Ethan Stein, friends win Boston student film fest

'Wordsmith' wins at the Boston Student Film Festival

Ethan Stein '15

When New York City-native Ethan Stein ’15 teamed up with three high school friends to make a feature film, he thought it would be good practice.

And it was -- in award-acceptance speeches, among other skills.

“Wordsmith,” a short film he produced with Mikey Gefland, Mark Rapaport and Rob Robbins, won the top prize at the 2013 Boston Student Film Festival, which recognizes excellence in filmmaking by undergraduate and graduate students.

This year, “the slogan for the Bernstein Festival is ‘Imagine the Impossible.’ Now that’s the slogan for our lives,” he says, still reeling with disbelief from the honor. “We just thought it would be fun and good experience. Now my LinkedIn says I’m an award-winning producer.”

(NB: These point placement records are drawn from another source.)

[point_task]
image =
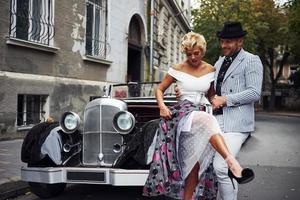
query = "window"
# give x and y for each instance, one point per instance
(96, 24)
(32, 109)
(32, 20)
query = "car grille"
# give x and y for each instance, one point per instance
(99, 135)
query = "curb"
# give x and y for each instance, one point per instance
(13, 189)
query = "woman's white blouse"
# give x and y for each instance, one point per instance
(192, 88)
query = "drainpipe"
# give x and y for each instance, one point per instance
(151, 38)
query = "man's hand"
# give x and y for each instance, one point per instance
(177, 92)
(218, 101)
(165, 112)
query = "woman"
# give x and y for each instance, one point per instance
(188, 136)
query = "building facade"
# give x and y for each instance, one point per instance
(58, 55)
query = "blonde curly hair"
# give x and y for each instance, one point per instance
(192, 39)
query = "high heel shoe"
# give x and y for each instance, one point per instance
(247, 176)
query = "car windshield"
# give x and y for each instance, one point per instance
(138, 89)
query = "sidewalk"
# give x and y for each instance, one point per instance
(10, 165)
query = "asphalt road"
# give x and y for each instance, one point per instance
(272, 151)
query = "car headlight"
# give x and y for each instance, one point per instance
(69, 122)
(123, 122)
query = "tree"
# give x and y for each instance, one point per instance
(272, 36)
(267, 26)
(293, 12)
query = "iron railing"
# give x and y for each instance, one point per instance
(32, 20)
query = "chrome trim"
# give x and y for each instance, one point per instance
(115, 177)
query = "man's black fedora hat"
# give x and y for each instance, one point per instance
(231, 30)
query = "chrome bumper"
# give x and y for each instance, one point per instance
(82, 175)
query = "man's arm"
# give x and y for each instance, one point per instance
(254, 77)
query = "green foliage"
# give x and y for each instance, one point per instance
(293, 12)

More than $3,000 was raised through Kickstarter, a popular fundraising website, to make the film, which was produced by Rob Robbins Reels, the production company Stein’s friends founded in 2011. The film was shot in just one day in New York City, utilizing public locations and filmmakers’ family homes. Actors were hired through a professional actors’ listserv, a “real role reversal for us 20-year-olds to be able to choose from all of these 60-year-old actors,” Stein says.

“Wordsmith” began as a film within a film. The plot of their feature, “The Convenient Job,” revolved around failed filmmakers whose rejection leads to a sequence of events that culminates in a convenience store robbery. So Stein and his colleagues began filming the fictional characters’ project, about a couple of guys who want to make their mark in life by getting a word into the Merriam Webster dictionary.

The feature film is still a work in progress. A rough cut was screened in the Wasserman Cinematheque, where he and his friends also held a talk-back that he hoped would serve two purposes: to improve edits of his own film and to motivate fellow students.

“We got some fantastic feedback, both from people who genuinely enjoyed it and people who gave us great ideas on how to make it better,” Stein says. “And I think it was also great for students to see people their age, who are in their shoes and making a film.”

Stein, who is a computer science major, has always been interested in entertaining and making people laugh, and says his parents had trouble getting him off the couch and away from the TV as a kid. But he lauds film professor Alice Kelikian as a wonderful mentor who “wants to inspire students,” and brings guests to her program who “live and breathe the business.”

Stein says even faculty outside of the Film, Television and Interactive Media program have been eager to offer advice and help bring his dreams to fruition any way they can.

“What other school would ask you to screen your film in a professional cinematheque?” he asks.

The win at the Boston Student Film Festival came as a surprise to Stein and his friends, but has helped strengthen their resolve to complete the feature film. In the meantime, they’ve continued to submit “Wordsmith” to additional film festivals.

“It’s exciting and humbling,” he says, “and now it’s a drive to grow and continue.”